Malam hari sangat gelap sampai
saya tidak bisa melihat apapun dan tidak bisa membuat perapian karena hujan dan
tidak membawa korek.
Situasi psikologi seperti tak
percaya bahwa saya tersesat, masih berharap ini hanya mimpi. Perasaan campur
aduk jadi satu antara cemas, takut akan serangan binatang buas dan sebagainya.
Dalam hati tidak percaya bahwa saya sedang tersesat.
22 November 2006 : Hari Kedua
Pada saat matahari mulai terbit
saya berjalan dan mencari puncak yang tinggi untuk mencari jalan keluar dan
menghangatkan tubuh dengan cara berjalan.
Tak seperti yang dibayangkan,
pada saat saya menaiki punggungan yang saya rasa tinggi dan bisa melihat
sekeliling, ternyata masih banyak lagi punggungan yang lebih tinggi dan banyak
jurang di sekitarnya.
Siang hari kepala saya rasanya
pusing rupanya karena sudah dua hari saya tidak makan. Sesuai ilmu diklatsar
survival yang saya pelajari di MAHAPALA mengenai ciri tumbuhan yang bisa
dimakan. Survival saya lakukan dengan mencari daun yang bisa dimakan dan
tersedia di sana. Awalnya sempat muntah karena perut tidak terbiasa.
Selama perjalanan saya juga
memakan bunga anggrek dan buah murbei yang saya jumpai di punggungan gunungan
atau pinggir jurang. Air saya peroleh dengan menggali pasir bekas hujan
semalam, diendapkan airnya, lalu saya masukkan ke botol minum.
Sampai sore hari saya belum
menemukan jalan keluar, hujan mulai deras sementara saya ada di pinggir jalan
lahar, saya perhatikan air semakin tinggi dan terjadi longsor, lalu saya cari
tempat yang agak tinggi.
Tidak sempat membuat bivak, saya
tidur melingkar di pohon besar agar tidak jatuh ke jalan lahar dan
"disapu" oleh air dari atas. Malam hari saya berfikir. Saya pernah
melihat peta countur Semeru, bahwa di sebelah Timur ada tempat yang landai dan
biasanya di sanalah letak perkampungan.
Saya putuskan bahwa besok saya
harus ke arah Timur dengan panduan “kompas alam” yaitu matahari.
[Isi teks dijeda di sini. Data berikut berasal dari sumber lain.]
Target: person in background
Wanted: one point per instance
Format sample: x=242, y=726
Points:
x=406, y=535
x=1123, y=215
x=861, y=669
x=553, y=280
Pagi hari
setelah melihat sinar matahari saya langsung berjalan ke arah Timur.
23 November 2006 : Hari ketiga
Mendaki punggungan yang kadang
terjal. Terjatuh saat berpegangan semak-semak yang tidak terlalu kuat, atau
terguling-guling saat terpeleset menuruni jurang. Ada suatu lokasi yang unik
dan tampak datar. Namun setelah saya injak saya terjatuh ke dalam. Rupanya
dataran tersebut adalah anyaman alami dari akar-akar pohon.
Siang hari saya melewati celah
pepohonan dan ada lubang yang dalam diantara pohon tersebut, sepertinya jika
terjatuh kesana sulit untuk bisa selamat karena lubang vertical yang sangat
dalam. Selama perjalanan saya tetap makan dedaunan yang bisa untuk dimakan,
mengambil air dari ceruk-ceruk di bebatuan sisa air hujan semalam.
Sampai pada sore hari, saya
menggali tanah di lereng di bawah akar pohon besar untuk saya gunakan tidur.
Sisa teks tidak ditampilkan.